To distinguish between a real node failure and an api-server failure, the poison-pill agent will contact its peers. If all peers can’t access the api-server, it is safe to assume there is an api-server failure and doesn’t reboot itself.
If other peers can reach the API server and report that the node is unhealthy, or if none of the peers respond, the node will reboot itself.
Respecting Singleton-like semantics
Some Kubernetes objects such as StatefulSets and exclusive Volume mounts are designed around the idea that they are only ever active in at most one location. In order to respect these semantics, we must only delete the node when no workload is running there.
The existing workloads will stop running when the system is rebooting, so we need to remove the node object only after reboot has completed the ‘off’ phase .
How can other peers tell if the unhealthy node has been rebooted if it’s unresponsive?
The premise of kubernetes poison pill fencing is that within a known and finite period of time from having declared the node as unhealthy, either the node (directly or a peer) will see the unhealthy annotation in etcd, or it will terminate.
Having calculated and configured the period (based on heartbeat and retry intervals), peers that have waited for that amount of time can safely assume that either the node was already dead, or is so now.
To minimise this timeout, as well as make sure that it is bounded, we make use of a watchdog device to panic the node rather than perform a normal shutdown or reboot. This avoids the need to factor in every possible service on the machine and their worst case shutdown times, as well as protecting against bugs, hung services, and resource starvation.
Since the timeout is an upper bound for the reboot to commence, the node could come up by then and take new workloads before the Node object is deleted, which would result in us actively creating the exact conditions we’re trying to prevent - starting multiple copies of particular workloads.

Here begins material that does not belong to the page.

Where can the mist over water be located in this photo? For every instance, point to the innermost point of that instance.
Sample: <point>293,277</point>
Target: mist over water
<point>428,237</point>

This can happen if the reboot fixed the failure, or if the criteria for “healthy node” is different from MHC and the cluster scheduler perspective. (e.g. disk pressure could be defined as unhealthy in MHC but the scheduler can still assign workloads).
One possibility is for the watchdog to trigger a shutdown rather than a reboot, but then we lose compute capacity and require manual admin intervention to power on the host.
Instead, the poison pill agents (on all nodes) will try to mark the unhealthy node as unschedulable. This is a safety mechanism such that even if the node reboots, it won’t be assigned to run any workloads.
The poison pill agents will only delete the node if it’s marked as unschedulable.
For that matter, we need to handle 3 cases.
- Unhealthy node is able reach the api-server - the node can just verify the unschedulable taint is there before reboot
- Unhealthy node can’t reach the api-server but can contact other peers which will instruct a reboot only if the unschedulable taint exists
- Unhealthy node can’t reach the api-server, nor any of its peers - we assume that the healthy nodes will be able to add the unschedulable taint before the unhealthy machine contacts all of its peers and reboots.
After node deletion, the poison pill agents will re-create the node object without the unschedulable taint, allowing the scheduler to re-assign workloads to that node.
Since we’re relying on timeouts to assume that the machine has been rebooted, we need to make sure that the reboot takes place even if there’s resource starvation. The poison pill is using a watchdog timer, which should be fed once in a while. If there’s a resource starvation, the watchdog will be starved as well, and this will trigger a reboot.
Minimizing downtime is an important goal for everyone. Distributed computing and stateful applications introduce some challenges and difficulties. The poison pill controller is trying to solve some of these.
The implementation is at a PoC level and the source code is available on the poison pill repo.